This California law outlines requirements for facilities that mix medications without a specific patient in mind, known as outsourcing facilities. Such facilities need a special license if they ship medications to California. They can't double as sterile compounding pharmacies at the same spot. The board can make rules to enforce this. They must also keep an eye on federal guidelines to stay current. If a facility makes custom prescriptions for individual patients, it doesn't need a regular pharmacy license but must follow the same rules as pharmacies.

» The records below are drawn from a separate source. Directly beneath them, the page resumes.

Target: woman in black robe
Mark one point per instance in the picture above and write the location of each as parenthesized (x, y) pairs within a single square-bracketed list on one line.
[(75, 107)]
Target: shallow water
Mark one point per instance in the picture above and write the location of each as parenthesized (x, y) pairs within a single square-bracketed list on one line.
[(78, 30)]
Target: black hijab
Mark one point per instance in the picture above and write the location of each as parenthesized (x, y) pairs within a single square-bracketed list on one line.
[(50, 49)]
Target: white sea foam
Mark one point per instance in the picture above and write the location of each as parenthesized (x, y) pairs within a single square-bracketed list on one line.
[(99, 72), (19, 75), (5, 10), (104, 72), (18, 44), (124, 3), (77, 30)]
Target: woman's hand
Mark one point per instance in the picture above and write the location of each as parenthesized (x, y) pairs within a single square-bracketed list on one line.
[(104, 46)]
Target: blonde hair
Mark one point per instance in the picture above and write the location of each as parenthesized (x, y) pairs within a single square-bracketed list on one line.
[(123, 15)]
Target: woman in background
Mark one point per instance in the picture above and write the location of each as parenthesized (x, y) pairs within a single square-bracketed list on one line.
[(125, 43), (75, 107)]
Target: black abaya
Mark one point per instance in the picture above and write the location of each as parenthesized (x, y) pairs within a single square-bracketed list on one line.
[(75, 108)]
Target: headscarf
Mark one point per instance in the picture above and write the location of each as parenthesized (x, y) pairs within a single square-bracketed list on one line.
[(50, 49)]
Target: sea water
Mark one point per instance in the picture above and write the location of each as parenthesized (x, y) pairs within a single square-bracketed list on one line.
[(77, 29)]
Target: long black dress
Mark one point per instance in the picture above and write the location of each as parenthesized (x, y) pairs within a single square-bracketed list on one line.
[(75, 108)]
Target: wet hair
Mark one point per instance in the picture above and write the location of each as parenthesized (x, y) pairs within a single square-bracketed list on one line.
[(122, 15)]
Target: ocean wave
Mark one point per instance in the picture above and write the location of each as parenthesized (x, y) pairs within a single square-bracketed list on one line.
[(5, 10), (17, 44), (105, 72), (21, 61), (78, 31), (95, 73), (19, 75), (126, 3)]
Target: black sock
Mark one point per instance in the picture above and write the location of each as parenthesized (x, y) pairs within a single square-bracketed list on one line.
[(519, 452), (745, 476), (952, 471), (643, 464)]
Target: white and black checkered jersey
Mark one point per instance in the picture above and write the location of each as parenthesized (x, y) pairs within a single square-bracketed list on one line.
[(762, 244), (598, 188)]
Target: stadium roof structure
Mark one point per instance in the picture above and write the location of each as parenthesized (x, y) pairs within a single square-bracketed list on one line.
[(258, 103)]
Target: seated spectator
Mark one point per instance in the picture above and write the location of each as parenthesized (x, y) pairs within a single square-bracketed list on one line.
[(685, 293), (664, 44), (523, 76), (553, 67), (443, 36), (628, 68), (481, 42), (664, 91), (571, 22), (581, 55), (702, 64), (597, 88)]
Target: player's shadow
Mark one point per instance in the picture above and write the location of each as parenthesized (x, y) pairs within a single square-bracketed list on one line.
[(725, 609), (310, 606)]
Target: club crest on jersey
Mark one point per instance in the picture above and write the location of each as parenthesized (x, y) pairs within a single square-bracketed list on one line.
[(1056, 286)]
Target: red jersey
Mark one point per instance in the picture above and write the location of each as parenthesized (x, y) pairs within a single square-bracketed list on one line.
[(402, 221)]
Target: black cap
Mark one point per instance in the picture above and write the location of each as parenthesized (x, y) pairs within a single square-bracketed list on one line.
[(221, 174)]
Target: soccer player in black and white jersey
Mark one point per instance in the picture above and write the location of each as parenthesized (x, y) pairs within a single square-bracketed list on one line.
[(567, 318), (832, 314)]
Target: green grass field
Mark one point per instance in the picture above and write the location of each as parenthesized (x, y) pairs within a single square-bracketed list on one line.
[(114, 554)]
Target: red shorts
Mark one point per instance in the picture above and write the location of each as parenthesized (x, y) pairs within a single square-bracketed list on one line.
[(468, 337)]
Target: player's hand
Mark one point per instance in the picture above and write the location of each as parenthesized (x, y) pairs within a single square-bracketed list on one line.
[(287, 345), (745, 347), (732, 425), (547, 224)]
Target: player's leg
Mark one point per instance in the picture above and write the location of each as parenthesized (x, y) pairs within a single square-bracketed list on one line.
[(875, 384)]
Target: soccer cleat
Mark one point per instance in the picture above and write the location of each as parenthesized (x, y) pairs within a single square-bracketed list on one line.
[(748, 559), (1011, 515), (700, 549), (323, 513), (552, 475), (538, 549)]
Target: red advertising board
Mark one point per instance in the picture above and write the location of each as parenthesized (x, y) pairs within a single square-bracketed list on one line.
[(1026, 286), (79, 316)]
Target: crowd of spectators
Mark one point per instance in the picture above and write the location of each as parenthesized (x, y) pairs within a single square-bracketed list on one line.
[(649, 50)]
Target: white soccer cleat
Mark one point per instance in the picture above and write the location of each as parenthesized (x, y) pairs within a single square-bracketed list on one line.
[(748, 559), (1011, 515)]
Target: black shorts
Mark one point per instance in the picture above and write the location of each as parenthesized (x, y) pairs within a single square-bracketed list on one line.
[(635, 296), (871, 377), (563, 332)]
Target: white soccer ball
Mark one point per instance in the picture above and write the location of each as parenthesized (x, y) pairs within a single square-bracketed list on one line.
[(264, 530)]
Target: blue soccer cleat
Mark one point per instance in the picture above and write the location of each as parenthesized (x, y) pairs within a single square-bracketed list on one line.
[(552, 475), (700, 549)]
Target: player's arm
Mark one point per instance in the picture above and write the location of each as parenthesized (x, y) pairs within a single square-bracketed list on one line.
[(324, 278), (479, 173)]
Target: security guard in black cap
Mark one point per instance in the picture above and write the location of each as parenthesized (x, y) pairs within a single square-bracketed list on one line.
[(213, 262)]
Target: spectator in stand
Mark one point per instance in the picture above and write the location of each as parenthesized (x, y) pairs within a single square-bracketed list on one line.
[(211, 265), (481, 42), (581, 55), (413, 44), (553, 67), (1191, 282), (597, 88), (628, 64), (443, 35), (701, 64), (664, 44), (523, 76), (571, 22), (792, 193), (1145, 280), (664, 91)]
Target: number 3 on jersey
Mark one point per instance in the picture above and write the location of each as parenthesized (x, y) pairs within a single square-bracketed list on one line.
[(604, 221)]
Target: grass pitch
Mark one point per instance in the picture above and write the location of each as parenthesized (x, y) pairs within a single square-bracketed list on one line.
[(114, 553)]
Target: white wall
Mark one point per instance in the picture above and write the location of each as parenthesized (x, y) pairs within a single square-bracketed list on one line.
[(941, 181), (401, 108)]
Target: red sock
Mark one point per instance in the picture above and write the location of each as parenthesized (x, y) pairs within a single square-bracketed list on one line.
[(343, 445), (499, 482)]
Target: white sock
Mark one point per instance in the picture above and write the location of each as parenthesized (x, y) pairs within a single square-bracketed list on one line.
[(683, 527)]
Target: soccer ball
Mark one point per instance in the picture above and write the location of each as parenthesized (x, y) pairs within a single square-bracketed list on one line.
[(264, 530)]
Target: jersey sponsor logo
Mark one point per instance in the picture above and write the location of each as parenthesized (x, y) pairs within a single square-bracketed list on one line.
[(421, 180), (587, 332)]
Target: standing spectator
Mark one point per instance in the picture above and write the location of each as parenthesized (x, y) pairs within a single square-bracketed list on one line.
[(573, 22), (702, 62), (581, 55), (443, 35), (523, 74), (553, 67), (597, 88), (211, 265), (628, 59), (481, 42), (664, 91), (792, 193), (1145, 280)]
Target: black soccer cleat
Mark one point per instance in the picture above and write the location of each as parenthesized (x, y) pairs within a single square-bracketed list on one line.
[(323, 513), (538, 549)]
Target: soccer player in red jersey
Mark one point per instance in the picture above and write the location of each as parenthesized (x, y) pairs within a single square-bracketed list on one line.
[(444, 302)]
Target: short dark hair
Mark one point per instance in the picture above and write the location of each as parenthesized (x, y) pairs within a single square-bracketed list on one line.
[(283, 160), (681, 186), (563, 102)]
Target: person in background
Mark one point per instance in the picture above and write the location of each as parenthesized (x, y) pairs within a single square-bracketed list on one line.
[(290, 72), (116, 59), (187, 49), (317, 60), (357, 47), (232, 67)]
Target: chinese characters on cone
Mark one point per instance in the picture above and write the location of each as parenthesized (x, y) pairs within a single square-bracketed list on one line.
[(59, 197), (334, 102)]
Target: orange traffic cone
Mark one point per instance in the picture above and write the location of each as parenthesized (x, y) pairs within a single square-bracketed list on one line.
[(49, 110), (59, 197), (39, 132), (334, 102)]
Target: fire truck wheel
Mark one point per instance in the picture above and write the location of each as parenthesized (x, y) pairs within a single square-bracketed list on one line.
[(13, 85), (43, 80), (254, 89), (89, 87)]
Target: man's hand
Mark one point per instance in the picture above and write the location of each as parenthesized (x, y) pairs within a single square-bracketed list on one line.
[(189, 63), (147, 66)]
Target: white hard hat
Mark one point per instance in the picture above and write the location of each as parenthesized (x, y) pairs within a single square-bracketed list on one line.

If an outsourcing facility, which makes sterile and nonsterile drugs, is located in California and already licensed by the FDA, it must also get a state license to operate here. This license needs a yearly renewal and can't be transferred to someone else. The facility must follow certain rules set by both the federal and state authorities for drug manufacturing. Before the facility can get or renew its license, the state board must inspect it and review its procedures and reports from other inspections. The facility must also inform the board quickly about any issues, like disciplinary actions, recalls, or complaints about its products.

This law states that outsourcing facilities located outside California but inside the U.S. must have a special license to send their drug products into California. They need to follow California regulations and federal manufacturing practices for both sterile and nonsterile drugs. The license must be renewed every year and requires a board inspection. A facility must show its compounding procedures and previous inspection reports. They also have to inform the board quickly about issues like recalls, complaints, disciplinary actions, or adverse effects involving their products.

This law required a report on nonresident outsourcing facilities to be submitted by January 1, 2018, detailing the board's activities in inspecting and licensing these facilities, assessing if fee revenues cover costs, and reviewing federal law changes impacting these facilities. Recommendations for any necessary changes to protect public health were also to be included. The obligation to report ended on January 1, 2022.

If a state board believes a facility making drugs is dangerous to the public, it can order the facility to stop immediately. This stop order can last up to 30 days. The board must inform the facility owner about the reasons and the laws involved. The owner has 15 days to request a hearing to challenge the order, and this hearing must happen within five business days. If the board decides against the owner, they can appeal. Not obeying the stop order is considered misconduct.

This law states that if someone breaks the rules outlined in this article or related regulations, they can be fined up to $5,000 for each time they violate it. The fine is issued through a citation by the board.

This section allows the board to issue a temporary license to an outsourcing facility if it's in the public interest. This temporary license requires a fee and can last up to 180 days if needed for public safety. The board can end the temporary license if it was given by mistake or the permanent license application is denied. The holder of a temporary license does not have guaranteed rights to keep it, and this won't affect any disciplinary proceedings.

If a facility that prepares medications sends out a recall for a drug because it's dangerous, they must inform the pharmacy, doctor, or patient who received the drug within 24 hours. They also need to tell the state board. The quick notification is required if the drug could cause serious health issues or death, and if it was used or meant to be used in California. If the drug was given to a doctor, the doctor needs to tell the patient. If it was given to a pharmacy, the pharmacy has to inform the doctor or patient, and the doctor must tell the patient if they are informed.